Author comicgirl Posted December 19, 2007 Author Posted December 19, 2007 So, since I obviously cannot trust MM (or myself for that matter) since I know what we are capable of, I have stopped taking the phone calls from him that have started up again. I saw him last night when I was visiting my friend and said nothing to him except the usual pleasantries like Hi, Bye. He just called and I think NC is the best way to go as far as him asking me what is wrong. I just don't want anything to do with him. I have been proud of myself since MM and I broke up that I was trying to do better by my friend. She asked me to take MM shopping so I could help him buy a Xmas gift for her. He acted like such a cheap, classless jerk the whole time. I even told him that "this is sick on so many levels that I don't know where to start". I did it for my friend so she would have something to open on Xmas. He behaved so horribly at the mall that when he wanted to stop at the party store and get beer I actually thought about driving away and leaving him to walk home. He disgusts me now.
bestadvisor Posted December 19, 2007 Posted December 19, 2007 So, since I obviously cannot trust MM (or myself for that matter) since I know what we are capable of, I have stopped taking the phone calls from him that have started up again. I saw him last night when I was visiting my friend and said nothing to him except the usual pleasantries like Hi, Bye. He just called and I think NC is the best way to go as far as him asking me what is wrong. I just don't want anything to do with him. I have been proud of myself since MM and I broke up that I was trying to do better by my friend. She asked me to take MM shopping so I could help him buy a Xmas gift for her. He acted like such a cheap, classless jerk the whole time. I even told him that "this is sick on so many levels that I don't know where to start". I did it for my friend so she would have something to open on Xmas. He behaved so horribly at the mall that when he wanted to stop at the party store and get beer I actually thought about driving away and leaving him to walk home. He disgusts me now. You actually said yes to that? I think you're being very selfish because you don't want to deal with the confrontation with your friend and you don't want her to know the real you and what you have done. Keeping her in the dark like that is just horrible. How can you sleep at night? You continue to make a fool out of her by acting like nothing ever happened.

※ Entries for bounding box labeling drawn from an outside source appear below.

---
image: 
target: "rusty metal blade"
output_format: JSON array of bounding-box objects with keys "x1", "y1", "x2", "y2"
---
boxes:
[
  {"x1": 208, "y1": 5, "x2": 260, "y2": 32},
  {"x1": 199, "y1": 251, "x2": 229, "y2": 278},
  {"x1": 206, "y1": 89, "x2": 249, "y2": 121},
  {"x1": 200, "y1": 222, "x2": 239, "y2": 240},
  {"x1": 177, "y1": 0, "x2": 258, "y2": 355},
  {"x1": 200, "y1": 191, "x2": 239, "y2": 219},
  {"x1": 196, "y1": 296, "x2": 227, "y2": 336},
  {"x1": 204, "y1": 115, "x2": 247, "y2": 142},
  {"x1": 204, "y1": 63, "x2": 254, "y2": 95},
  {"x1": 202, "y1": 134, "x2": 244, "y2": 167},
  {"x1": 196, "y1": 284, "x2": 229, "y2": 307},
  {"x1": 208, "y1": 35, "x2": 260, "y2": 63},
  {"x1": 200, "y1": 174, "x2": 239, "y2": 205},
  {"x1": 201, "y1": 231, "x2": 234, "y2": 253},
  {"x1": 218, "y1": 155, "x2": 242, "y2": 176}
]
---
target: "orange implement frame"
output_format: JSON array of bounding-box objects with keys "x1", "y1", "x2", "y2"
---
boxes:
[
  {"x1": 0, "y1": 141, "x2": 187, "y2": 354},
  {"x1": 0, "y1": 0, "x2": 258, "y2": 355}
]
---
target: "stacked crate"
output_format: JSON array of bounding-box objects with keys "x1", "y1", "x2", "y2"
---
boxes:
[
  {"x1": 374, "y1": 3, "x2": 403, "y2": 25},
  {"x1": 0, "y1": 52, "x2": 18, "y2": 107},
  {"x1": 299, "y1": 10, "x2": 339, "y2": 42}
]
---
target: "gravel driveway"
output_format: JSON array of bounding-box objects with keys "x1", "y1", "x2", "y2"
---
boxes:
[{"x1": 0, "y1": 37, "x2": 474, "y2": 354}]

White Flower Posted December 19, 2007 Posted December 19, 2007 You actually said yes to that? I think you're being very selfish because you don't want to deal with the confrontation with your friend and you don't want her to know the real you and what you have done. Keeping her in the dark like that is just horrible. How can you sleep at night? You continue to make a fool out of her by acting like nothing ever happened. Well, the good part about it is she truly wanted to please her girlfriend AND her xMM is distgusting to her. Comicgirl, is there any way you can bring yourself to tell your girlfriend about her WH? It might hurt and you might lose her, but now you are having to deal with this thing on an ongoing basis. Or perhaps you could have done the shopping for MM and given him the gift all wrapped up while visiting your friend. This is still a lot of work, so telling may be better. Good luck.
Author comicgirl Posted December 20, 2007 Author Posted December 20, 2007 My friend invited my kids to go sledding with her kids. My H came over too and he took all of our kids to the hills. My xMM came home from work and proceeded to drink and burp and bite his nails and spit out the nail bits. I was barfing. My H took our oldest to her girl scout meeting while I helped clean up the dinner dishes. My H is looking better and better to me. he may not do anything chore wise around the house but he sure as heck spends time with his kids. My xMM sat in front of the tv (which was blaring) and watched Heartbreak Ridge with ClinT Eastwood. My friend just sat on the couch looking pissed off and helpless. I took my kids and left when xMM opened his 6th beer. He kept looking at me like he wants to wonder what is wrong. Screw him. I have to just keep telling myself to let him go. I say it over and over. I don't even let myself fantasize about what happened in the past. I just keep thinking I am doing right by my friend now. And in the future. Is it still wrong not to tell her when I am trying to do better?
Author comicgirl Posted December 20, 2007 Author Posted December 20, 2007 You know what, the juice just isn't worth the squeeze.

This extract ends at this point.